Application Background: I am working on application which consists of client and server side. Server side consumes data every 5 minutes from some external API feeder, transforms it and save it into Neo4j graph database. Client side fetches all stored data by making a call to the server side and builds chart based on received data:
http://decisionwanted.com/decisions/2/bitcoin
More saving details: every time, for newly consumed data I create new history value nodes with new relationships to the existing Value (root) node:
Issue: Server side returns all stored so far data by applying following Cypher query:
MATCH (v:Value)-[rvhv:CONTAINS]->(hv:HistoryValue)
WHERE v.id = {valueId}
OPTIONAL MATCH (hv)-[ru:CREATED_BY]->(u:User)
WHERE {fetchCreateUsers}
RETURN ru, u, rvhv, v, hv
ORDER BY hv.createDate DESC
Since total data volume is increasing after each consume operation, query performance starts reducing and latency starts increasing.
Questions:
- At some moment, my graph will consist of more then ~100k value history nodes, which significantly decreases query performance. Thus, can anyone suggest better approach to store or retrieve such kind of data?

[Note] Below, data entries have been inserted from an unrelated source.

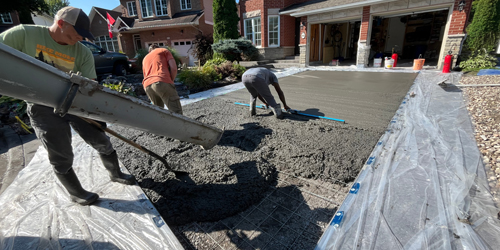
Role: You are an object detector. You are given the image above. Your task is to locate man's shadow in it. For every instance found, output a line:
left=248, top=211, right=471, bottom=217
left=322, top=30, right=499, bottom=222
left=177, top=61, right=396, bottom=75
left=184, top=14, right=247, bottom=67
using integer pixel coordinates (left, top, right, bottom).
left=138, top=160, right=279, bottom=226
left=218, top=123, right=272, bottom=151
left=283, top=108, right=327, bottom=122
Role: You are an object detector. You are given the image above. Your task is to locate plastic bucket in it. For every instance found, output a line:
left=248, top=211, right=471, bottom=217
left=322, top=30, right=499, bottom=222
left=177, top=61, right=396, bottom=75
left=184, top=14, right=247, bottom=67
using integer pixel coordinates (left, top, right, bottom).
left=384, top=58, right=394, bottom=69
left=413, top=59, right=425, bottom=70
left=373, top=58, right=382, bottom=67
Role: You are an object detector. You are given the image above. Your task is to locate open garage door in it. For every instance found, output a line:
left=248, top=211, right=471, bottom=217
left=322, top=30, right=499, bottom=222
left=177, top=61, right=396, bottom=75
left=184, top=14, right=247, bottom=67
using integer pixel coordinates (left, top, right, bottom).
left=370, top=8, right=449, bottom=67
left=310, top=19, right=361, bottom=66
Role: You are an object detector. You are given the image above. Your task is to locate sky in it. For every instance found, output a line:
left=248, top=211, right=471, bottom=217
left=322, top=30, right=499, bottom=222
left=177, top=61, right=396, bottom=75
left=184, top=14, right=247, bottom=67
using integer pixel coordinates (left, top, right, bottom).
left=69, top=0, right=121, bottom=15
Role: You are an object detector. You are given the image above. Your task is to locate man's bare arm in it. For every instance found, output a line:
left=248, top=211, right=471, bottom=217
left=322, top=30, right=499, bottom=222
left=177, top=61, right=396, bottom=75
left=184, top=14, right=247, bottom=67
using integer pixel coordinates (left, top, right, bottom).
left=168, top=58, right=177, bottom=82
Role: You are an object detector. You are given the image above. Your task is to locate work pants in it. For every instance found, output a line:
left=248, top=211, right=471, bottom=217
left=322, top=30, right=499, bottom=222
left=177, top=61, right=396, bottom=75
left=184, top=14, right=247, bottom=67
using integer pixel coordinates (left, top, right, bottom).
left=27, top=104, right=114, bottom=174
left=242, top=74, right=278, bottom=108
left=145, top=82, right=183, bottom=115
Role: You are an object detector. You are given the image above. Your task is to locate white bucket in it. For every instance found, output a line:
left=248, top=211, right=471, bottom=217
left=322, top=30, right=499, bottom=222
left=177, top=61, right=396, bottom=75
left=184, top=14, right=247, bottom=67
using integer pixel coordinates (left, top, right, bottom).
left=373, top=58, right=382, bottom=67
left=384, top=58, right=394, bottom=69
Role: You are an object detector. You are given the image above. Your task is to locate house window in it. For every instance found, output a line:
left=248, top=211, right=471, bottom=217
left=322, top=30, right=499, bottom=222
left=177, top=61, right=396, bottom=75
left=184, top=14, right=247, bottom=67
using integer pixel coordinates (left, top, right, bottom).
left=140, top=0, right=154, bottom=18
left=155, top=0, right=168, bottom=16
left=95, top=36, right=119, bottom=52
left=244, top=17, right=261, bottom=47
left=180, top=0, right=191, bottom=10
left=126, top=2, right=137, bottom=16
left=268, top=16, right=279, bottom=47
left=0, top=13, right=13, bottom=24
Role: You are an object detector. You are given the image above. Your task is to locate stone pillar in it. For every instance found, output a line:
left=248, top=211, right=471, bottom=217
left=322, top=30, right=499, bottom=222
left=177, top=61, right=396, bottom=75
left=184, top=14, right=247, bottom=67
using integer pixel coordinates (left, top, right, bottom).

- Instead of sending all stored data at once, I want to be able to limit size of returned data based on time range received from client and step which determines number of elements to be skipped to the next value that should be returned.

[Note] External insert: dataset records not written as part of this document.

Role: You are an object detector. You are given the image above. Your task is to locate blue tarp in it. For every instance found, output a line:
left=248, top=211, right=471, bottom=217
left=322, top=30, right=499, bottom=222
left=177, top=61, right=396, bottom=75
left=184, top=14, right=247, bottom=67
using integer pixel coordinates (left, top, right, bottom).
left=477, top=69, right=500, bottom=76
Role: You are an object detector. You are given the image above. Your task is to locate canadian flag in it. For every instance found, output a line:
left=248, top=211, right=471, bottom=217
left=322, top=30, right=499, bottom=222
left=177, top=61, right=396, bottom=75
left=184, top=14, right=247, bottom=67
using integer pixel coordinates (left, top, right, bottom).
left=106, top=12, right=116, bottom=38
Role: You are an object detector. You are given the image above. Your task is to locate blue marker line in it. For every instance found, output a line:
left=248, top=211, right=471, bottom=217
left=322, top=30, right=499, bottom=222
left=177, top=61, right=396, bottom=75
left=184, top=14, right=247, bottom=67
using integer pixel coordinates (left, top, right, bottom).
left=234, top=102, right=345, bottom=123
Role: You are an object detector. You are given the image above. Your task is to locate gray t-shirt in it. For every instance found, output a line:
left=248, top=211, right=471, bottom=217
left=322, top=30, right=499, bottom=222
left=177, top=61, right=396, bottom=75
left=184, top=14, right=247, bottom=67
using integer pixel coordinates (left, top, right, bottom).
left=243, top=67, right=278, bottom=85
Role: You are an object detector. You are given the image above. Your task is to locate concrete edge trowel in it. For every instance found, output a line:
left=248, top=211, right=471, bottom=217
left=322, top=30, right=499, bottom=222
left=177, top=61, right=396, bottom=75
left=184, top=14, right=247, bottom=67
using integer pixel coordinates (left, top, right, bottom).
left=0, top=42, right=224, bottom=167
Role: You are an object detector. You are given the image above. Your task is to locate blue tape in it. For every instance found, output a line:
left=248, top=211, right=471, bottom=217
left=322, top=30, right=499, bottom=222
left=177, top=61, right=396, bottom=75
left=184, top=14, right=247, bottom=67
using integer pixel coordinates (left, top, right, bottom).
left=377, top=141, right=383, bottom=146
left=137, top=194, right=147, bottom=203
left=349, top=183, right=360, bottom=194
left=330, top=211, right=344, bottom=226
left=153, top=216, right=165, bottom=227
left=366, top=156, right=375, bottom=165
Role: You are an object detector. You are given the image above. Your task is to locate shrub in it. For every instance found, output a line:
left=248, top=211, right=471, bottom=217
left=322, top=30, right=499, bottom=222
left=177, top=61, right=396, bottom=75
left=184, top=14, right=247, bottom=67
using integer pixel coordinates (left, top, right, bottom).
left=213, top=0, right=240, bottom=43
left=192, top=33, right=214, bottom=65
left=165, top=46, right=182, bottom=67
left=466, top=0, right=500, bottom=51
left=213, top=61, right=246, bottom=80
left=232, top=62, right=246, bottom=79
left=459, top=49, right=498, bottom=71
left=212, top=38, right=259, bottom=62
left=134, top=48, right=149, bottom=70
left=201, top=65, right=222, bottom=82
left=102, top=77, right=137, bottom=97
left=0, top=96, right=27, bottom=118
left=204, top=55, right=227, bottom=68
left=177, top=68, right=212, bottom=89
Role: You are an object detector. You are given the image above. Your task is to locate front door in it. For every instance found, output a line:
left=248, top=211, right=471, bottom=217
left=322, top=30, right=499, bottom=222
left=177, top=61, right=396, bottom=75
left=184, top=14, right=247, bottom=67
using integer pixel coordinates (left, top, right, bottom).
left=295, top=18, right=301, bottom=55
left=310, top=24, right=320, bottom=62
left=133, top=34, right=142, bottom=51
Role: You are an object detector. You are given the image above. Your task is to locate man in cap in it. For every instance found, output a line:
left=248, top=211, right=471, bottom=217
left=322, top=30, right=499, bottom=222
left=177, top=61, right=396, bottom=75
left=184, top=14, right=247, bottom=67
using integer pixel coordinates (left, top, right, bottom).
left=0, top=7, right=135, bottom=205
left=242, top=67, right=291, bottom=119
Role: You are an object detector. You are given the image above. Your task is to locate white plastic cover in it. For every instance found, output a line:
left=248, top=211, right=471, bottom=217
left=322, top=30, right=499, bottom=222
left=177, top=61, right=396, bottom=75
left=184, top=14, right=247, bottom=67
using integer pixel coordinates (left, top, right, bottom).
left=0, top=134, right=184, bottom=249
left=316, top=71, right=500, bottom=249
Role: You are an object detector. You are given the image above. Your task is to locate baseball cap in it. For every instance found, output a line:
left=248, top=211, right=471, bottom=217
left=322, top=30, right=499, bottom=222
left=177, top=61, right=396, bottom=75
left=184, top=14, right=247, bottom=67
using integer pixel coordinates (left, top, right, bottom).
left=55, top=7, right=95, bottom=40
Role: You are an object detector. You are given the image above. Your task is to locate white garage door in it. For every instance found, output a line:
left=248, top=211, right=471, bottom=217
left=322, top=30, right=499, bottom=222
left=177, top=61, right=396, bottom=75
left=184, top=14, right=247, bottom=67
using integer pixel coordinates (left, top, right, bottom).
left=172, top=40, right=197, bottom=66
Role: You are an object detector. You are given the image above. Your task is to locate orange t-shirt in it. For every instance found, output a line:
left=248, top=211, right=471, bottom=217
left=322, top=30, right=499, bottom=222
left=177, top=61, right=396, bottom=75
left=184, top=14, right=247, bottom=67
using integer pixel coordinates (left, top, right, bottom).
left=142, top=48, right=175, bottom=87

For e.g.: There are 1000 history value nodes stored. And I want to return only every hundredth element, starting from 1st and ending 1000.

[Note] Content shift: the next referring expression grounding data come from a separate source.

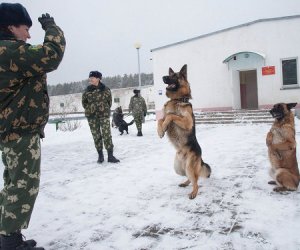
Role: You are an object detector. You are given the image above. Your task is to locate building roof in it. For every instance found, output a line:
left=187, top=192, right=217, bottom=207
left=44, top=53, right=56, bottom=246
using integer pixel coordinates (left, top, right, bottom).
left=151, top=15, right=300, bottom=52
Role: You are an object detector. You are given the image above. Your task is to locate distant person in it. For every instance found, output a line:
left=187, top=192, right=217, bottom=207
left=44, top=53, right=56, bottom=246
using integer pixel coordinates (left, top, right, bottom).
left=0, top=3, right=65, bottom=250
left=82, top=71, right=120, bottom=163
left=129, top=89, right=147, bottom=136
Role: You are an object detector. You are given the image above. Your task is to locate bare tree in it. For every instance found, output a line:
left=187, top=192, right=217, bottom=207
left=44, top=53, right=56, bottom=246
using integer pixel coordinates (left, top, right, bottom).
left=51, top=95, right=82, bottom=132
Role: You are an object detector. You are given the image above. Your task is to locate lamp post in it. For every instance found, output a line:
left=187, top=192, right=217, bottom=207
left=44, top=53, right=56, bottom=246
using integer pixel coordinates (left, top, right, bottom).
left=134, top=42, right=141, bottom=89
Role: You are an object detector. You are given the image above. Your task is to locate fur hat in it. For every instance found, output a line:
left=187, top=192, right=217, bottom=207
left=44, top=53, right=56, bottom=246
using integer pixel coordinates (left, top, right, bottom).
left=133, top=89, right=140, bottom=94
left=89, top=71, right=102, bottom=79
left=0, top=3, right=32, bottom=27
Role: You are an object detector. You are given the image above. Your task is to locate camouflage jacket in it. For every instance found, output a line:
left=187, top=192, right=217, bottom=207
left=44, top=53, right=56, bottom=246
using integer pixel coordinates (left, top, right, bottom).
left=129, top=95, right=147, bottom=116
left=0, top=25, right=66, bottom=143
left=82, top=83, right=112, bottom=119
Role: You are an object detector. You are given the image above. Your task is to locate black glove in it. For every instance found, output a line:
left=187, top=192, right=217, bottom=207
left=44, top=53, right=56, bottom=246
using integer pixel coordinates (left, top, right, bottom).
left=144, top=112, right=147, bottom=117
left=38, top=13, right=56, bottom=30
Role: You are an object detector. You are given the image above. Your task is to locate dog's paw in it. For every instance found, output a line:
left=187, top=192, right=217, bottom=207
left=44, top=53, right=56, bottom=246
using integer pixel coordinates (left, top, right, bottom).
left=179, top=183, right=188, bottom=187
left=161, top=121, right=169, bottom=134
left=158, top=132, right=165, bottom=138
left=273, top=186, right=288, bottom=192
left=179, top=180, right=190, bottom=187
left=157, top=127, right=165, bottom=138
left=266, top=132, right=273, bottom=146
left=188, top=191, right=197, bottom=199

So the result set of the query should contains nodes 1, 100, 200, 300, 400, 500, 600, 700, 800, 900, 1000.
The approach looks good for me. The only problem is how can I tell Cypher query:
MATCH (v:Value)-[rvhv:CONTAINS]->(hv:HistoryValue)
WHERE v.id = {valueId}
OPTIONAL MATCH (hv)-[ru:CREATED_BY]->(u:User)
WHERE {fetchCreateUsers}
RETURN ru, u, rvhv, v, hv
ORDER BY hv.createDate DESC
to return only every hundredth element? Does anyone know how to do it?